Concentration in mol/dm³

Chemists often express concentration in terms of moles per cubic decimetre (mol/dm³), using the formula:

$$\text{Concentration (mol/dm}^3) = \frac{\text{Moles of solute (mol)}}{\text{Volume of solution (dm}^3)}$$ 

To convert between g/dm³ and mol/dm³, use the molar mass of the solute:

$$\text{Concentration (mol/dm}^3) = \frac{\text{Concentration (g/dm}^3)}{\text{Molar mass (g/mol)}}$$ 

For example, if the concentration of NaCl is 5 g/dm³, and the molar mass of NaCl is 58.5 g/mol, then:

$$\frac{5}{58.5} = 0.0855 \text{ mol/dm}^3$$ 

Acid-Alkali Titrations

What is a Titration?

Titrations are experiments used to determine the unknown concentration of an acid or alkali. A solution of known concentration (the titrant) is added to the unknown solution until neutralisation occurs. This point is identified using an indicator (e.g., phenolphthalein or methyl orange).

Titration Formula

The relationship between acid and alkali concentrations is given by:

$$\text{Moles of acid} = \text{Moles of alkali}$$ 

Since moles can be calculated using:

$$\text{Moles} = \text{Concentration (mol/dm}^3) \times \text{Volume (dm}^3)$$ 

We can use:

$$C_1 V_1 = C_2 V_2$$

Where:

• $C_1$​ = concentration of acid (mol/dm³)
• $V_1$​ = volume of acid (dm³)
• $C_2$​ = concentration of alkali (mol/dm³)
• $V_2$​ = volume of alkali (dm³)

Example Titration Calculation

A student titrates 25.0 cm³ of sodium hydroxide (NaOH) with an unknown concentration against 0.100 mol/dm³ of hydrochloric acid (HCl). The acid required 22.5 cm³ to neutralise the alkali. The balanced equation is:

$$\text{HCl} + \text{NaOH} \rightarrow \text{NaCl} + \text{H}_2\text{O}$$ 

Since 1 mole of HCl reacts with 1 mole of NaOH, we apply:

$$C_1 V_1 = C_2 V_2$$

$$(0.100) \times (22.5/1000) = C_2 \times (25.0/1000)$$

$$0.00225 = C_2 \times 0.0250$$

$$C_2 = \frac{0.00225}{0.0250} = 0.0900 \text{ mol/dm}^3$$ 

Thus, the concentration of NaOH is 0.0900 mol/dm³.
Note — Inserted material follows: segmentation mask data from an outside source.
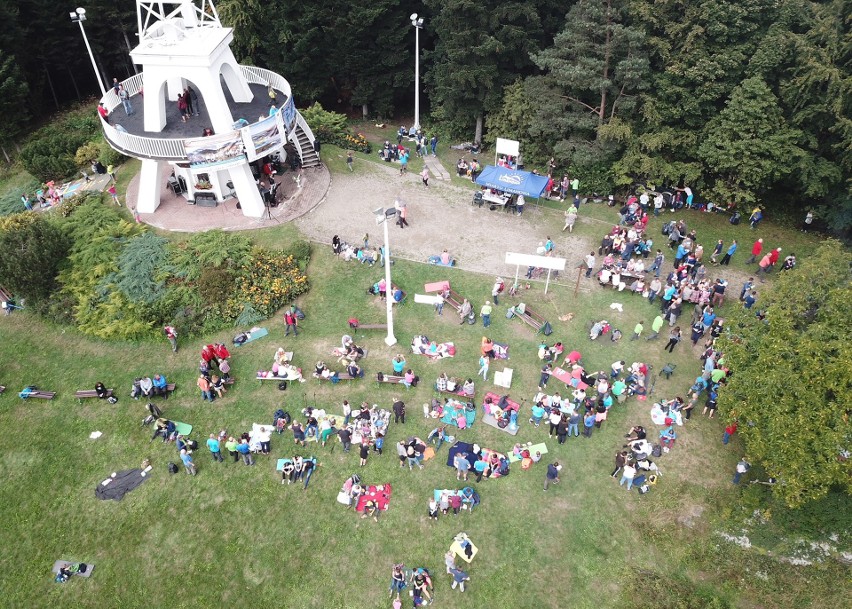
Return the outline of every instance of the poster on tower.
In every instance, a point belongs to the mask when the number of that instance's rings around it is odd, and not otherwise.
[[[284,123],[281,112],[240,129],[246,156],[255,161],[284,145]]]
[[[183,146],[193,169],[224,169],[246,161],[246,149],[239,131],[185,139]]]
[[[293,129],[296,128],[296,103],[293,101],[292,95],[284,102],[281,114],[284,115],[284,126],[287,128],[287,133],[292,133]]]

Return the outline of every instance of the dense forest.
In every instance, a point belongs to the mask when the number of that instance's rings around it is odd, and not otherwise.
[[[588,188],[689,185],[717,204],[852,226],[852,0],[220,0],[237,59],[301,107],[391,120],[413,105],[445,137],[522,142]],[[101,72],[133,74],[135,3],[89,0]],[[68,9],[72,10],[72,9]],[[79,28],[48,0],[0,0],[0,144],[97,92]]]

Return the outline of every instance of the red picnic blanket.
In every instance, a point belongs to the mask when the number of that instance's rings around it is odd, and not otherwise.
[[[390,505],[391,485],[380,484],[378,486],[371,485],[367,487],[367,491],[358,498],[358,506],[355,508],[359,512],[364,511],[364,507],[368,501],[375,501],[381,511],[388,509]]]

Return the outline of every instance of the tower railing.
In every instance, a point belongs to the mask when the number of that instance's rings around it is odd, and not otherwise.
[[[291,89],[290,83],[281,76],[271,70],[258,68],[256,66],[240,66],[240,71],[243,77],[250,84],[258,84],[271,86],[273,89],[283,94],[284,99],[280,100],[279,104],[283,105],[284,101],[290,98]],[[127,80],[121,82],[124,89],[131,97],[142,92],[142,74],[131,76]],[[121,105],[121,100],[118,95],[109,89],[100,100],[107,111],[112,113],[113,110]],[[301,115],[297,115],[297,122],[304,129],[307,124]],[[120,152],[142,159],[153,159],[157,161],[186,161],[186,150],[184,149],[185,138],[174,137],[150,137],[147,135],[134,135],[126,131],[119,131],[114,125],[101,121],[101,126],[104,130],[104,136],[109,143]],[[310,133],[310,128],[307,129]]]

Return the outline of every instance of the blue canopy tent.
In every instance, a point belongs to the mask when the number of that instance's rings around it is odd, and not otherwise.
[[[548,180],[547,176],[494,165],[486,165],[482,173],[476,176],[476,183],[480,186],[534,199],[541,197],[541,193],[547,188]]]

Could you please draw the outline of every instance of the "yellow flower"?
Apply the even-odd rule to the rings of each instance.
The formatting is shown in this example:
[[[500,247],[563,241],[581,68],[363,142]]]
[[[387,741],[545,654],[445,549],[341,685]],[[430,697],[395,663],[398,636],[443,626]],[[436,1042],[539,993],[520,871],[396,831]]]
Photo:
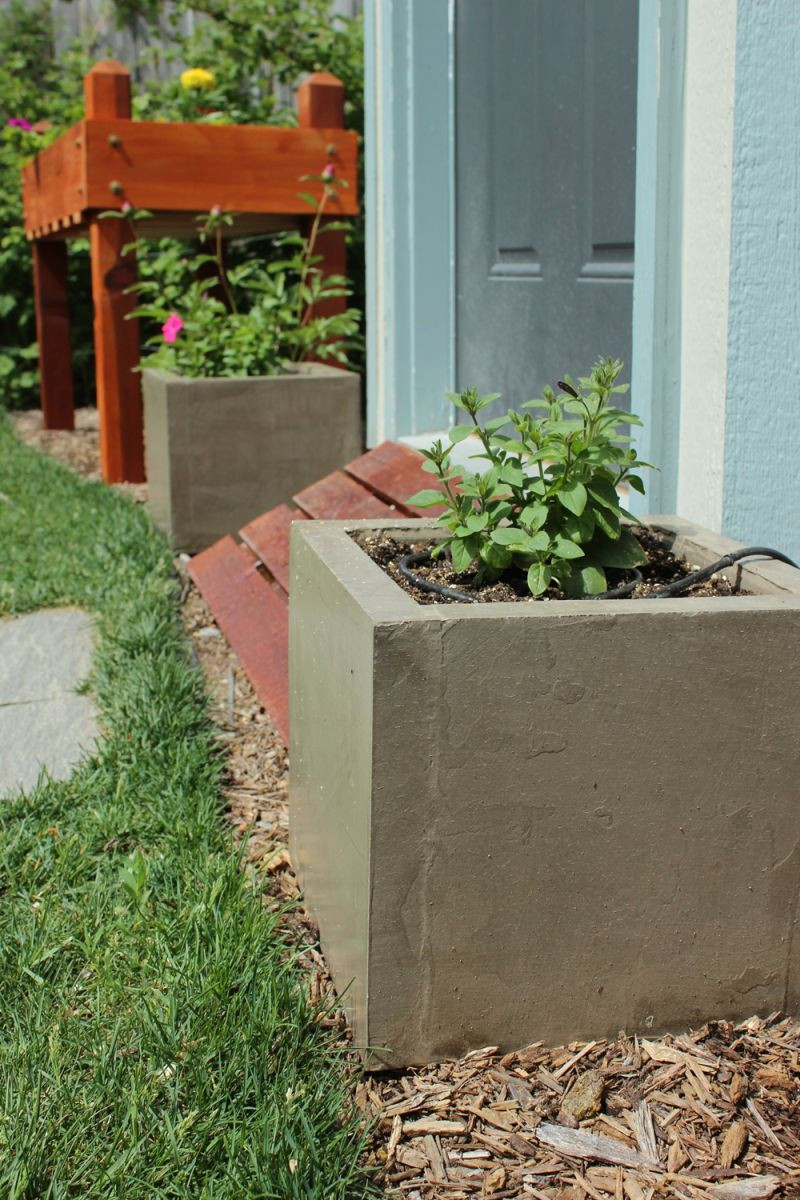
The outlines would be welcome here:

Key Points to Remember for Titrations

• Use a pipette to measure the alkali and a burette to add the acid.
• Use a suitable indicator: 
• Phenolphthalein: Pink in alkali, colourless in acid.
• Methyl orange: Yellow in alkali, red in acid.
• The end point is when the indicator just changes colour.
• Perform multiple trials and take a mean for accuracy.

This guide provides a solid foundation for understanding quantitative chemistry related to solutions, concentration, and titrations.